Growing Up

I’m feeling much better today – amazing what a good night’s rest can do for your health!  The sun is shining again in NYC and I am about to embark on a mega ironing session.  I used to hate ironing, but realised when we moved here (and I simply couldn’t justify paying someone to do something I had plenty of time to do) that as with many things, having the correct tools makes a world of difference.  I have a super dooper iron and it whizzes through Dad’s shirts like there’s no tomorrow.  I wouldn’t say that I now like ironing, but I certainly don’t hate it as before.

From this, I started thinking about those foods that one hated as a child and then tasted again as an adult and realised that they were really rather lovely.  I suppose that since you are all adults I can now confess that I was way worse about vegetables than any of you were, and, at the age of 12, it was a summer in Scotland without Grandma and Papa with both grandmothers asking me to try things that I started eating a wider variety of foods.  This added gravy, onions, and other things too numerous to mention to my dining.  The second seminal eating event was leaving home when I had to cook for myself and simply couldn’t afford to be as choosy.  This was the only time in my life where I regularly bought tinned soup and I started to eat pretty much all vegetables as a result.  The final event was meeting Dad.  In our first conversation, I told him that I didn’t like meat and he told me he didn’t eat fish – we were both lying.  I preferred not to eat meat, and indeed hadn’t eaten meat for a while, but I did and still do like it.  Faced with a new boyfriend and new foods, I couldn’t say that I didn’t like things and so olives, mayonnaise and other goodies were now eaten.  There are things that I would rather not eat – still not a huge fan of pickles or frozen peas – but really the only things I totally yuck now are tinned baked beans, raw tomatoes, tea and coffee.

Moving to the States introduced us to new foods, many of which I’ve mentioned before, but the range of chillis, mushrooms, squashes, seafood and variety of cabbages and kale, together with all the different uses of maize, beans, avocados, plus the influences of Mexican, South American, Caribbean foods make food shopping here very interesting.

I know that George was baking yesterday, but maybe he’ll bake this recipe for you next?

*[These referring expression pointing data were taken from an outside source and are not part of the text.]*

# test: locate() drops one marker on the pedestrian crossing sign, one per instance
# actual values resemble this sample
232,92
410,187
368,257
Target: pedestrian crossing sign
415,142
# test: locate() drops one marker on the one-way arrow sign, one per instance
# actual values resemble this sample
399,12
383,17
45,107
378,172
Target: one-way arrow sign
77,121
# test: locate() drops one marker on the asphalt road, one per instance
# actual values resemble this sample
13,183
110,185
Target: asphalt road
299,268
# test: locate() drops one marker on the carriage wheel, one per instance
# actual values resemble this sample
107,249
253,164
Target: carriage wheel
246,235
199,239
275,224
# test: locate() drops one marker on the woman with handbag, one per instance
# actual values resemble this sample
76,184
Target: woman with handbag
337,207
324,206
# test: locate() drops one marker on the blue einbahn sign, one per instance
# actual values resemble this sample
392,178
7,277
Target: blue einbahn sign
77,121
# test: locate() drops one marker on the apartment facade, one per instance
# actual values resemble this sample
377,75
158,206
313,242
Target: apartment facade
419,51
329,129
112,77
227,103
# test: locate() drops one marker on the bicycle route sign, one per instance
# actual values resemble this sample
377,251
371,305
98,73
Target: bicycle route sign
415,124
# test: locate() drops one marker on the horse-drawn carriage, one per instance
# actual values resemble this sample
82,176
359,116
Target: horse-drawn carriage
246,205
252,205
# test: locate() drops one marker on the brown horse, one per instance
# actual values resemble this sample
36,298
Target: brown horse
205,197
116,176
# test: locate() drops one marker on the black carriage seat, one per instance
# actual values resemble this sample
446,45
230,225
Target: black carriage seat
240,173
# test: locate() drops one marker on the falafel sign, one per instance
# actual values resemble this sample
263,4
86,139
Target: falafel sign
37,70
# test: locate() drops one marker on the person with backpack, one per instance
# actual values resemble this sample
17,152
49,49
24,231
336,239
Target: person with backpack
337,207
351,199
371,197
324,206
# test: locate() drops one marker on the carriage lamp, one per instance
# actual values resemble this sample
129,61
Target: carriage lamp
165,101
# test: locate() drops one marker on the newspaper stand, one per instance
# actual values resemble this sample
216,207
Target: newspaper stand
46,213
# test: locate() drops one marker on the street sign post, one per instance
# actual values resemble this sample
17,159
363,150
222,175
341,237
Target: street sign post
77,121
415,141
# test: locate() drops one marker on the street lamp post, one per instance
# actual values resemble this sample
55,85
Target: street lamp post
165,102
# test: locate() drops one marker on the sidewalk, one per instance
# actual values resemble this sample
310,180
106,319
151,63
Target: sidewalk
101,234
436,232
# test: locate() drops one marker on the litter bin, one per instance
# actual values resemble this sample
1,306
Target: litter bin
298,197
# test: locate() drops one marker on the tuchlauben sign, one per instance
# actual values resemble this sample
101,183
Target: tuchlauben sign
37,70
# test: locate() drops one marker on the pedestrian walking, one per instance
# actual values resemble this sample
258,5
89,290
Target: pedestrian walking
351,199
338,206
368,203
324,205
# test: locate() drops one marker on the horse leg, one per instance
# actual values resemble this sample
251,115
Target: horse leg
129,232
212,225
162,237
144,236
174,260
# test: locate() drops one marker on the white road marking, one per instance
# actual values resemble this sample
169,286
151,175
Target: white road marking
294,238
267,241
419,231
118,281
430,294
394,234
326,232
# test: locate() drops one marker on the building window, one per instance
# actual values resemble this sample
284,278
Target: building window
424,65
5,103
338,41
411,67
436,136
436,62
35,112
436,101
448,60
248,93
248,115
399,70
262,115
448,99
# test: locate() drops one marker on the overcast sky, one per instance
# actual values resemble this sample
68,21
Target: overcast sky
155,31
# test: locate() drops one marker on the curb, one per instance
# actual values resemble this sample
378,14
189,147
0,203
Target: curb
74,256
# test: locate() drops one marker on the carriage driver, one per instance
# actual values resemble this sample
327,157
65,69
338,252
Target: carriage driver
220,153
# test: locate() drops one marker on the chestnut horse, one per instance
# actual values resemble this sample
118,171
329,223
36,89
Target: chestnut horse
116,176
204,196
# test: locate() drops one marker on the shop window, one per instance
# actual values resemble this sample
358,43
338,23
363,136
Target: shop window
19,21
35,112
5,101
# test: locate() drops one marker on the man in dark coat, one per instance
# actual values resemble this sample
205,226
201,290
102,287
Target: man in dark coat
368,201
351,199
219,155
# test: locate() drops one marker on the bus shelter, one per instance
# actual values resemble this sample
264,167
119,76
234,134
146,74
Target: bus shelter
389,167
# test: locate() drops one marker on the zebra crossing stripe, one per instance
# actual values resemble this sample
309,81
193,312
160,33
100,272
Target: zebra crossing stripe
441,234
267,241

There is heaps of rosemary in the garden (on the right as you go down the wee steps) and plums are in season.  I made this cake a few times, and it was well received.  The recipe came from a magazine and I tore it out and stuck it into my book – that is the best I can do with regard to its source, I’m afraid!  Today’s recipe is Rosemary Plum Cake – take the butter out of the fridge at least an hour beforehand and it’ll be very quick to make!

Rosemary Plum Cake – Ingredients

  • 175 g / 6 oz + 50 g / 2 oz butter
  • 175 g / 6 oz + 50 g / 2 oz golden castor sugar
  • 2 large eggs beaten
  • 1 tsp finely chopped rosemary
  • 2 tsp grated lemon zest
  • 200 g / 7 oz + 75 g / 3 oz sifted self-raising flour
  • 2 x 50 g / 2 oz ground almonds
  • 1-2 tbsp milk
  • 450-500 g / 1-1 1/4 lb small ripe plums
  • 3 tbsp demerara sugar
  • 1 tsp cinnamon


Butter a 25 x 20 x 5 cm baking tin.  Pre-heat oven to 180 C / 350 F / Gas Mark 4.

Beat together 175 g of butter and 175 g of golden castor sugar until light and creamy.  Then carefully beat in the two eggs and the chopped rosemary and 1 tsp of lemon zest.

Fold in 200 g of self-raising flour and 50 g ground almonds.  Add 1-2 tbsp of milk to make a dropping consistency, and put into the tin.  Level.

Halve and stone the plums and mix with the demerara sugar and the other tsp of lemon zest.  Arrange plums over cake mixture.

Rub the 50 g of butter into the 75 g of flour and stir in the cinnamon, 50 g of golden castor sugar and 50 g of ground almonds.  Scatter this over the plums.

Bake for 50-60 mins until risen, firm to a light touch and bubbling.  If it is browning to much, protect with foil.

Cool in the tin before cutting into squares to serve.  The recipe says it should be cut into 8 squares.